P.O. – A nova lei, todavia, não se aplica ao comércio do etanol hidratado. Qual a proposta do ICL para evitar a sonegação também nesse produto?

Theophilo – O etanol hidratado possui matriz tributária ainda mais complexa do que a da gasolina e do diesel, sendo tributado em dois momentos, na produção e na distribuição. O ICL defende a simplificação tributária para todos os produtos, pois não é possível ter tratamento distinto para produtos similares ou substitutos. Entretanto, até que se tenha as mesmas regras, o ICL investe em ações de inteligência, contribuindo com os órgãos de fiscalização, buscando desmotivar operações que provoquem a concorrência desleal.

P.O. – Qual sua opinião sobre a venda direta de etanol hidratado de usinas/destilarias de etanol para postos?

Theophilo – O ICL entende que a venda direta não trará benefícios para a maioria dos postos, isso porque 95% deles estão distantes das usinas, sendo necessária armazenagem e, ainda, transporte para longas distâncias. Independente das questões logísticas, a maior preocupação da venda direta está associada à garantia de recolhimento do tributo, considerando que a parcela da distribuidora necessita ser regularizada pela usina ou pelo posto. Cabe a cada estado a regulamentação, prevendo o pagamento do tributo para garantir isonomia entre as diferentes formas de comercialização do produto.

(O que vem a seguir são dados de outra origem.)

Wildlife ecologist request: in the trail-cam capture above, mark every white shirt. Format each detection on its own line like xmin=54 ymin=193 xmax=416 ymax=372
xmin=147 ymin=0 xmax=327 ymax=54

P.O. – Quais as propostas do ICL para conter a adulteração?

Theophilo – Existem diversas leis para coibir essas práticas. Entretanto, como as punições são brandas, isso motiva grupos criminosos a ofertarem produtos clandestinos, roubados e misturados. O ICL trabalha para aprimorar essas leis, tornando- as mais severas, pois o crime não pode compensar. Outro ponto complementar nesse combate é o apoio aos órgãos de fiscalização. O ICL os motiva a realizarem forças- -tarefas permanentes e dedicadas a cada região e suas especificidades.
Obs.: Esta entrevista foi realizada no dia 6 de julho de 2022.